O então presidenciável sofreu o golpe na região do abdômen e chegou a perder praticamente metade do sangue do corpo. Ele precisou passar por duas cirurgias, sendo uma para estancar a hemorragia logo após a facada. Até hoje ele depende de uma colostomia (uma espécie de saco plástico ligado ao intestino) --em janeiro ele será operado para retirada da bolsa.

Devido ao temor de um novo atentado, até o momento Bolsonaro e sua equipe ainda não decidiram se o presidente desfilará em carro aberto com o tradicional Rolls-Royce. A escolha caberá ao próprio pesselista, que deve fazê-la em cima da hora, segundo o general Sergio Etchegoyen, atual chefe do GSI --ele será substituído pelo general Augusto Heleno a partir de janeiro do ano que vem.

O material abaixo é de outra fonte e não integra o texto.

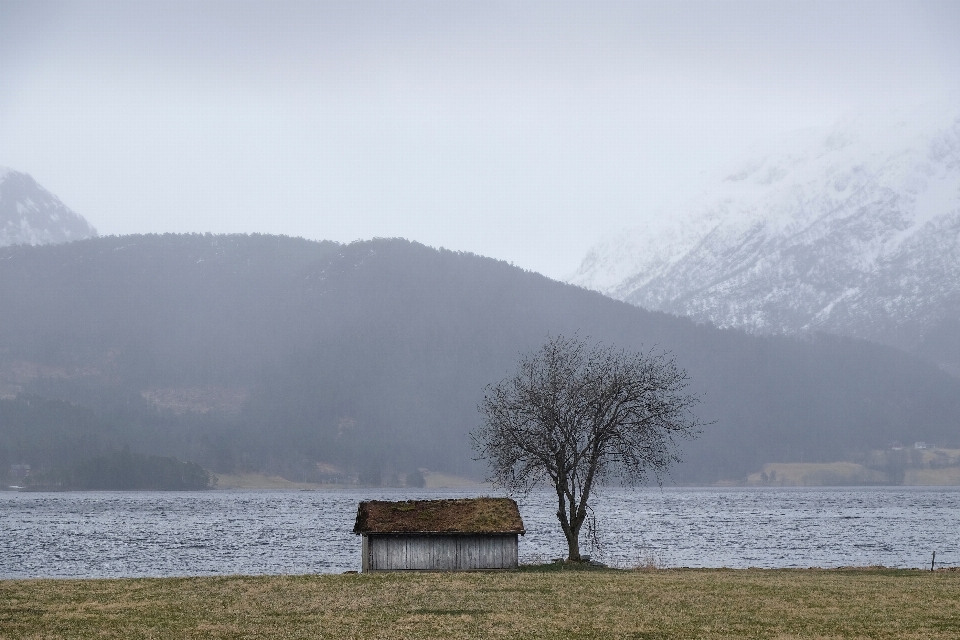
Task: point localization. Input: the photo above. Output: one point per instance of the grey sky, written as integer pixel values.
(518, 130)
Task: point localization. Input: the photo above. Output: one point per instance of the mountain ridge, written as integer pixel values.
(373, 356)
(853, 230)
(29, 214)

"A decisão do carro aberto ou fechado, que é uma coisa menor numa festa tão grande e bonita, será decidida pelo presidente da República."

Cronograma da posse

  • 14h45 - Desfile do cortejo presidencial da Catedral Metropolitana de Brasília até o Congresso Nacional
  • 15h - Abertura da Sessão Solene de Posse no Plenário da Câmara dos Deputados
  • 15h45 - Término da sessão solene na Câmara dos Deputados
  • 16h10 - Cerimônia de Execução do Hino Nacional, seguida de salva de tiros e revista de tropas, na rampa do Congresso Nacional
  • 16h25 - Desfile do cortejo presidencial do Congresso Nacional para o Palácio do Planalto
  • 16h30 - Chegada do cortejo ao Palácio do Planalto
  • 16h40 - Recebimento da faixa presidencial, seguida de pronunciamento oficial à Nação
  • 17h - Cumprimentos dos Chefes de Governo e de Estado
  • 17h - Posicionamento da imprensa credenciada para o Palácio Itamaraty no térreo do Palácio Itamaraty
  • 17h30 - Cerimônia de nomeação dos ministros no Salão Nobre do Palácio do Planalto
  • 18h15 - Fotografia oficial no Salão Oeste do Palácio do Planalto
  • 18h45 - Partida do cortejo presidencial para o Palácio Itamaraty
  • 19h - Recepção oferecida pelo presidente Jair Bolsonaro e primeira-dama Michelle Bolsonaro no Palácio Itamaraty
  • 21h - Término da recepção
Errata: este conteúdo foi atualizado
Ao contrário do que informava o texto, Jair Bolsonaro é capitão da reserva, não capitão reformado.